The last 12 bits 149 are always the same, but the location of the function can be roughly anywhere between 0x550000000000 and 0x570000000000, meaning that 29 bits are randomized, occupying a possible address space of 0x200 0000 0000 or 2.2 TB of size.

CPU pipeline

The processing of each instruction is a hard task. Some stages of the processing of a single instruction are:

Fetching the instruction;
decoding the instruction;
Executing operations in the Arithmetic Logic Unity

In order to increase the throughput of instructions in the CPU, each task of the instruction is performed by a specific unity of the processor. With all the unities working in parallel, it allows the CPU to execute at much higher clock speeds, that's the idea of a pipeline.

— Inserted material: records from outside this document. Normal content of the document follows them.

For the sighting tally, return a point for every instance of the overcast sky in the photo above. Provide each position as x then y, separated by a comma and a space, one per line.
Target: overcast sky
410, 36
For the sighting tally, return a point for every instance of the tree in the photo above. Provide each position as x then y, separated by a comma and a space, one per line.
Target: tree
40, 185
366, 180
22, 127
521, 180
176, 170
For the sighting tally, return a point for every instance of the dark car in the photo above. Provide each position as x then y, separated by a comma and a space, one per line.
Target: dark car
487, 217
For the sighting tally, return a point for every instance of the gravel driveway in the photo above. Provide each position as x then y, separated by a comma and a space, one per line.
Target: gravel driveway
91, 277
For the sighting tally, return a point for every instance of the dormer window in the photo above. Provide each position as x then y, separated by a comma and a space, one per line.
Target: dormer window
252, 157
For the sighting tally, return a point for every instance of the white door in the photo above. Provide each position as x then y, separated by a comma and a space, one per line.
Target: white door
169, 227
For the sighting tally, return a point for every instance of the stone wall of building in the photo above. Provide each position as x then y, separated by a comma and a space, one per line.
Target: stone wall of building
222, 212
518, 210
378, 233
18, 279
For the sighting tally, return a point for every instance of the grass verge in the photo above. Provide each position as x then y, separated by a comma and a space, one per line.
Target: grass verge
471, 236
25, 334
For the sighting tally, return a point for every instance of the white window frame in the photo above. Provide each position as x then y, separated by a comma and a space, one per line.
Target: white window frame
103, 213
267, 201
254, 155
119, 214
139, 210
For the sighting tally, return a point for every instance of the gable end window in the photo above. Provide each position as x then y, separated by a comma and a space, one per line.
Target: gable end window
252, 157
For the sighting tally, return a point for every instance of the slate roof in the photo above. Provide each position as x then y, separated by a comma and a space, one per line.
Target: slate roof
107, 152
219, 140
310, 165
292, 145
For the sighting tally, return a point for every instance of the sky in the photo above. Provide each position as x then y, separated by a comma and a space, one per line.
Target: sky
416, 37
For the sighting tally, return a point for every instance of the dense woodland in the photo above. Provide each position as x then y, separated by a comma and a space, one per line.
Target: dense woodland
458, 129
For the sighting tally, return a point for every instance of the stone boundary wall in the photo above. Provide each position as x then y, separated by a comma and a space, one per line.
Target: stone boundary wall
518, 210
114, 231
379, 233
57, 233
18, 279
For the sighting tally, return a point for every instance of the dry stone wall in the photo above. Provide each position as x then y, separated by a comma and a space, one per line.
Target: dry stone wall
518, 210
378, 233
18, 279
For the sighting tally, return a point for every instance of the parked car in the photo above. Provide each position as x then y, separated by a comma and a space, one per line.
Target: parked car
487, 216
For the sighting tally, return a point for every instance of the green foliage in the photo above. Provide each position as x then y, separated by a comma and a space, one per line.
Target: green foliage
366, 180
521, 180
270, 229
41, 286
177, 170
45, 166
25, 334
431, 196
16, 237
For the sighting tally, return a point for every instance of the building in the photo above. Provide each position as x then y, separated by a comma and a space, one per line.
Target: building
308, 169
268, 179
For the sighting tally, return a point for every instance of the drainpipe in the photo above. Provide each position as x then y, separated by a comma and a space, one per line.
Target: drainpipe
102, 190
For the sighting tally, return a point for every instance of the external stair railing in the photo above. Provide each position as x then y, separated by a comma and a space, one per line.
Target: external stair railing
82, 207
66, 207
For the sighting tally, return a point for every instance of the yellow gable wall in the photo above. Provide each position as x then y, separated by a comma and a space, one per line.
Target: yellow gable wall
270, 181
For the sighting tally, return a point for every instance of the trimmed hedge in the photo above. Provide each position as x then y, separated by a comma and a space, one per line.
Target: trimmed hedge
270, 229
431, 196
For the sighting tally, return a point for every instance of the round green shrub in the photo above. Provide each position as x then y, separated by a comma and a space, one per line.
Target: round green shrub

Operation \ clock cycle	1	2	3	4	5
Fetch	A	B	C
Decoding		A	B	C
Execution			A	B	C

Execution of instructions A B and C over the cycles 1-5. In cycle 3, for example, the read, decoding and execution unities are simultaneously active

However, instructions are not completely independent from each other. For example, the following sequence:

A. add ax,[bx]
B. jz $+1
C. mov dl,[rsi]  
D. nop

In this case, the A instruction in the best case will only finish on the cycle 3 in the execution. However, the fetch unity needs to decide what's the next instruction to be fetched from memory, whether instruction C (mov dl,[rsi]) should be skipped. In this scenario, the CPU has the option to wait for the instruction A to finish, that will only happen in the third clock cycle to then fetch the correct instruction on the memory, if the add operation returns 0, for example:

Operation \ clock cycle	1	2	3	4	5	6
Fetch	A	B		D
Decoding		A	B		D
Execution			A	B		D

That implies in a delay in the pipeline because the CPU must wait for the instruction to get executed. In this example the delay is a single clock cycle, but the instruction add ax,[bx] requires a memory operation, which, as seen before, can take up to hundreds of cycles to complete, thus leveraging a significant performance cost on the processor.

A faster option would be trying to "guess" the correct execution path. The CPU can speculate if the branch is taken or not. After that point, the execution continues from the speculated path and the values are only committed if the path is proven correct after the finish of the A instruction. If the path is proven wrong, the results are discarded and the state is reverted to before the speculated point.

Operation \ clock cycle	1	2	3	4	5
Fetch	A	B	(S) C
Decoding		A	B	(S) C
Execution			A	B	(S) C

The only problem in reverting the path taken is that the microarchitectural state of the CPU cannot be reverted. So if the CPU speculates to execute the instruction C (mov dl,[rsi]) the data pointed by rsi will be moved to the cache. This effect can be measured later using a side channel attack.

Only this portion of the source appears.